Category talk:Modal Logic
I did not erased the original text. This entry needs to be written. I am not skilled to write beautiful diagrams, unfortunately I do not have time to learn how to do that now. Please help giving a formal (inductive) description of the language, the inference rules, talk about K, S, etc. The notation writing the Kripke structure, etc.
I hope that the very short and quickly written text not to be taken as vandalism. This is the first time I visit this page searching some facts about modal logics.
- No, you are fine. I know little about modal logic myself, beyond what I've read in 2000: Michael R.A. Huth and Mark D. Ryan: Logic in Computer Science: Modelling and reasoning about systems, so anyone who has any knowledge is more than welcome.
- Please feel free to set yourself up a user account. --prime mover 15:54, 16 May 2011 (CDT)

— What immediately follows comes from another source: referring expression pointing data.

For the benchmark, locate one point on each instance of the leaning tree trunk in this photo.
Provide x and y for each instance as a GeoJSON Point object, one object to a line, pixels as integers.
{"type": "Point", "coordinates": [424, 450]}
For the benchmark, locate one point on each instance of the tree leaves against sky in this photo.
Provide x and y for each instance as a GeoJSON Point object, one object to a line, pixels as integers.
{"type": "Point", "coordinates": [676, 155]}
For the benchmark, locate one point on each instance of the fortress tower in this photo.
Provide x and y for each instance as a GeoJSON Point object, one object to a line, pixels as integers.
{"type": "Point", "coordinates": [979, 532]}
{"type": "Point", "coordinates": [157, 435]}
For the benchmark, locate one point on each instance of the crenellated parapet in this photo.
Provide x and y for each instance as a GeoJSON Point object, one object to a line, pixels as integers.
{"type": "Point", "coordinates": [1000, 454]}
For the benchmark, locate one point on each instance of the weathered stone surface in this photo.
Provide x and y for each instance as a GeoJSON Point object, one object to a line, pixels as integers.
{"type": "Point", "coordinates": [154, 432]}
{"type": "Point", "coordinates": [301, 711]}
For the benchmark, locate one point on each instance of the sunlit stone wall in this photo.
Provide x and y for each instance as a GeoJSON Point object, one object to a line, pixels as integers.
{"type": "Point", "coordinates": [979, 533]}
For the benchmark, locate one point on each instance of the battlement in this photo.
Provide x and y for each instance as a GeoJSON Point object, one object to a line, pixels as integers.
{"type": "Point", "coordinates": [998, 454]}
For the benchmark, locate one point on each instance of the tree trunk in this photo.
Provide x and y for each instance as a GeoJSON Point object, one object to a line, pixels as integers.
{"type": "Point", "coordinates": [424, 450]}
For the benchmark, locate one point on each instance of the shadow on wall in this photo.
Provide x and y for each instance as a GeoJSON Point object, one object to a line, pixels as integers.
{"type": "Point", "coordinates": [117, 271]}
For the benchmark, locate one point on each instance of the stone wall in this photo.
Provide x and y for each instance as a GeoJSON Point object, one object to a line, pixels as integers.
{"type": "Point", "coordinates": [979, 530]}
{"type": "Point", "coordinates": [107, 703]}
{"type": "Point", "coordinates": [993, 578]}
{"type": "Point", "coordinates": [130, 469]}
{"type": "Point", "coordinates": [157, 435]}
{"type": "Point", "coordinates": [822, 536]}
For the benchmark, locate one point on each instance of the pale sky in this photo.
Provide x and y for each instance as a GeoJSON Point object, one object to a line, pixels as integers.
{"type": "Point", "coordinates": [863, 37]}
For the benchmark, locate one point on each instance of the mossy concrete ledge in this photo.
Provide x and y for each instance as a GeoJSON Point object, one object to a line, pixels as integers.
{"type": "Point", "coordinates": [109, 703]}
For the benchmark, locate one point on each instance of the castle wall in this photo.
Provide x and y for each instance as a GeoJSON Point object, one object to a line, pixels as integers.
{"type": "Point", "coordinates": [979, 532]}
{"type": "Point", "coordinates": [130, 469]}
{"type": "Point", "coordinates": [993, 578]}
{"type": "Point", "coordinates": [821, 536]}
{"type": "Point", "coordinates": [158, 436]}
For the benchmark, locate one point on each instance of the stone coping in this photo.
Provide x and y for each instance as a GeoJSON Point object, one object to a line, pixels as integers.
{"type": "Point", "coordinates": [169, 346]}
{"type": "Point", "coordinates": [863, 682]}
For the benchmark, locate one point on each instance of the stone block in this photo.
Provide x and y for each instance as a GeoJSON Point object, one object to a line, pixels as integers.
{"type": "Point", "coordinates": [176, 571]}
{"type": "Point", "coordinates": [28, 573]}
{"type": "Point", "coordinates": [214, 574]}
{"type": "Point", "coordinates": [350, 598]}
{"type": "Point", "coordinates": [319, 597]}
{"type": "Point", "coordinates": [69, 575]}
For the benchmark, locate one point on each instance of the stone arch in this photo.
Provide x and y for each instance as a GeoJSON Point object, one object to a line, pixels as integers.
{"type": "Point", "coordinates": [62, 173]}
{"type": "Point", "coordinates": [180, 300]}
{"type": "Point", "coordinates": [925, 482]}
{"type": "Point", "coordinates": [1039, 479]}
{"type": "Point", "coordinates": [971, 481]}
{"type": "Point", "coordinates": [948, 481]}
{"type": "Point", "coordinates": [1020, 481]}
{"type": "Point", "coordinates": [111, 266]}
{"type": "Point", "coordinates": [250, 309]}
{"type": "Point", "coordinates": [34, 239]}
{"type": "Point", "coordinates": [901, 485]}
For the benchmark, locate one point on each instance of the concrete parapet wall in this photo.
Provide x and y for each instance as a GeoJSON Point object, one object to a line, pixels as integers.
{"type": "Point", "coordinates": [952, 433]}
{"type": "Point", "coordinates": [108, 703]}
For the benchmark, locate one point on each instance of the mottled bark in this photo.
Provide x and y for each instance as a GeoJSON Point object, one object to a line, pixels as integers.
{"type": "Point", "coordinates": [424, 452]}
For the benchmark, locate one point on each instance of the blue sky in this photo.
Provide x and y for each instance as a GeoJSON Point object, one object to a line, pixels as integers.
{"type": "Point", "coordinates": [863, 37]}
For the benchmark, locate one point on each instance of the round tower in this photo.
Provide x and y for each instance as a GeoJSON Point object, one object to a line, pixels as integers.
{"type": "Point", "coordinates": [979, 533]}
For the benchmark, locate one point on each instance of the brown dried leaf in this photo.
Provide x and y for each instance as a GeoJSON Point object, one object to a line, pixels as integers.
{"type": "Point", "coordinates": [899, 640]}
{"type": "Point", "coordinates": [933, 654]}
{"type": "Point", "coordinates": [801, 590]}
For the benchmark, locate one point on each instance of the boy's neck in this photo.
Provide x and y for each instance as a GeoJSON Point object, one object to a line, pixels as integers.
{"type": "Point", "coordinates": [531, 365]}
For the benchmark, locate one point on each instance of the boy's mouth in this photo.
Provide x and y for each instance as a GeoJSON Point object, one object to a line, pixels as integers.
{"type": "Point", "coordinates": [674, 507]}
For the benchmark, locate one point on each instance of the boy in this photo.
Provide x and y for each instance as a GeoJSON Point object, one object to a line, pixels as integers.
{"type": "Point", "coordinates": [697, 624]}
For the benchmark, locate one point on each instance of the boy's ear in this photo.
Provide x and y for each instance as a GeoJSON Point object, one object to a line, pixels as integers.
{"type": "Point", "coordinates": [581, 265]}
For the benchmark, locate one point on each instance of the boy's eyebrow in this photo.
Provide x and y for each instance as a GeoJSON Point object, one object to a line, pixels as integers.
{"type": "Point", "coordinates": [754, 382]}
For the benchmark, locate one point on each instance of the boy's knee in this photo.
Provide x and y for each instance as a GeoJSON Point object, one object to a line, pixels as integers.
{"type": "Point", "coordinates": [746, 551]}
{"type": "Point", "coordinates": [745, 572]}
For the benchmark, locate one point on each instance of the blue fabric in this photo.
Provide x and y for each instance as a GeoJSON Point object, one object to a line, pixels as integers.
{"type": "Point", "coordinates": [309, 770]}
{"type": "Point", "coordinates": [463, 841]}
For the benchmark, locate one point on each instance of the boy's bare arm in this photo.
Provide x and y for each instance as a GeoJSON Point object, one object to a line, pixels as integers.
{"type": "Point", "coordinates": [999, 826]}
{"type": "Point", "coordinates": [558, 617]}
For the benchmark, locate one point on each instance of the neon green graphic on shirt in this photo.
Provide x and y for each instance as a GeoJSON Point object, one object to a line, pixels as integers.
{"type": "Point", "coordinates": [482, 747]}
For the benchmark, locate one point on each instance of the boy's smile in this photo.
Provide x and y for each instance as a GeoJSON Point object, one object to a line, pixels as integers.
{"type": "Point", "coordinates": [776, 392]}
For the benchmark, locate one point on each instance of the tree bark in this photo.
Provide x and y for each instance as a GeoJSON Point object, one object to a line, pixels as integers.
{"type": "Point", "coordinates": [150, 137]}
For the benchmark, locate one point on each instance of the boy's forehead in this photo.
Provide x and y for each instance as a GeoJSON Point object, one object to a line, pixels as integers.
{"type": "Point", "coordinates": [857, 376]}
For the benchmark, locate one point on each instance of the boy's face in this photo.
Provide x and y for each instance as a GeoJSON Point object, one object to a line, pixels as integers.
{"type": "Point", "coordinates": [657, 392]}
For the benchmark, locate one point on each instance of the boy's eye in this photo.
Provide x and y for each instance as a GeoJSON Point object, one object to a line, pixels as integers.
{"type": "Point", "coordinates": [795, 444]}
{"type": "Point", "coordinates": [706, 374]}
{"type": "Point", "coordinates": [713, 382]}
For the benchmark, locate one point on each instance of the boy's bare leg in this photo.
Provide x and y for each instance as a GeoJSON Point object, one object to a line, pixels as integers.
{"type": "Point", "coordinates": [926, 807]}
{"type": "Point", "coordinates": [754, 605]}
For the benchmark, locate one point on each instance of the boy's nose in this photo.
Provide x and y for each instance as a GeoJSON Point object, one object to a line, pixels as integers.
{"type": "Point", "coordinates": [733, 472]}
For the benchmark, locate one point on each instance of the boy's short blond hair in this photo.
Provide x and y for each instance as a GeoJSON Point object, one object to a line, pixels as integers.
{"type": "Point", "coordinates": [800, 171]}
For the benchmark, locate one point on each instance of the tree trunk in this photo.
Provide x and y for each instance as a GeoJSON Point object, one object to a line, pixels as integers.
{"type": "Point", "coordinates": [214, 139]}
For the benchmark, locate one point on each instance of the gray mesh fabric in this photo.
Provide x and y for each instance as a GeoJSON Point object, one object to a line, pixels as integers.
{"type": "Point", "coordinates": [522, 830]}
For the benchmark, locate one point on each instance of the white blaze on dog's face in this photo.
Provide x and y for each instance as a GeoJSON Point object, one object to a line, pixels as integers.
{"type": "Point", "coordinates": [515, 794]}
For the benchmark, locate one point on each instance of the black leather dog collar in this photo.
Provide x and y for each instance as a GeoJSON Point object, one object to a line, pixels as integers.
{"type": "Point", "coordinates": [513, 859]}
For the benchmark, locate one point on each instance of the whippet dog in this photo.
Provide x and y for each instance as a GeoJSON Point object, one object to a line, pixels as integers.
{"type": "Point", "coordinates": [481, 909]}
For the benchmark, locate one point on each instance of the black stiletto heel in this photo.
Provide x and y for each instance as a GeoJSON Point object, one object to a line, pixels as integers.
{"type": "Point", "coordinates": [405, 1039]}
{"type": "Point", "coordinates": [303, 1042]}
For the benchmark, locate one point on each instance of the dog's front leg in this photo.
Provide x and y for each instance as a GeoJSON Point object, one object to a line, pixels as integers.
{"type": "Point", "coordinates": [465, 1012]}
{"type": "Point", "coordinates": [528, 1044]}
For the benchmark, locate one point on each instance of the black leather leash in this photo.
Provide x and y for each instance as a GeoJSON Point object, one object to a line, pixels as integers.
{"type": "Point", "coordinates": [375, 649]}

- I fully support the fleshing out of this area of logic, but we need a better way to break it down. I commented out the example and rewrote some of the other stuff, but (surprise) I am not a modal logician, so I'm not competent to go more in depth than I have (and indeed I've probably already mucked up something important). Please do add back in any details that I commented out that are significant and write out definitions for the linked concepts (or whatever the linked concepts should be rather than what I blindly guessed at), but we've already seen what happens when we let a definition page get out of hand with proofs and examples and other minutiae that belongs on separate pages, and I'd rather not do that again. --Alec (talk) 22:09, 16 May 2011 (CDT)
- Good job. I believe there are others, and IIRC in epistemics it's "knowledge" and "belief" (i.e. "A knows that P" and "B believes that Q" but then I may have got that wrong as well. I'll get round to plundering Huth & Ryan in due course but I'm having too much fun with point set topology at the moment. Steady as she goes Mr. Sulu. --prime mover 00:17, 17 May 2011 (CDT)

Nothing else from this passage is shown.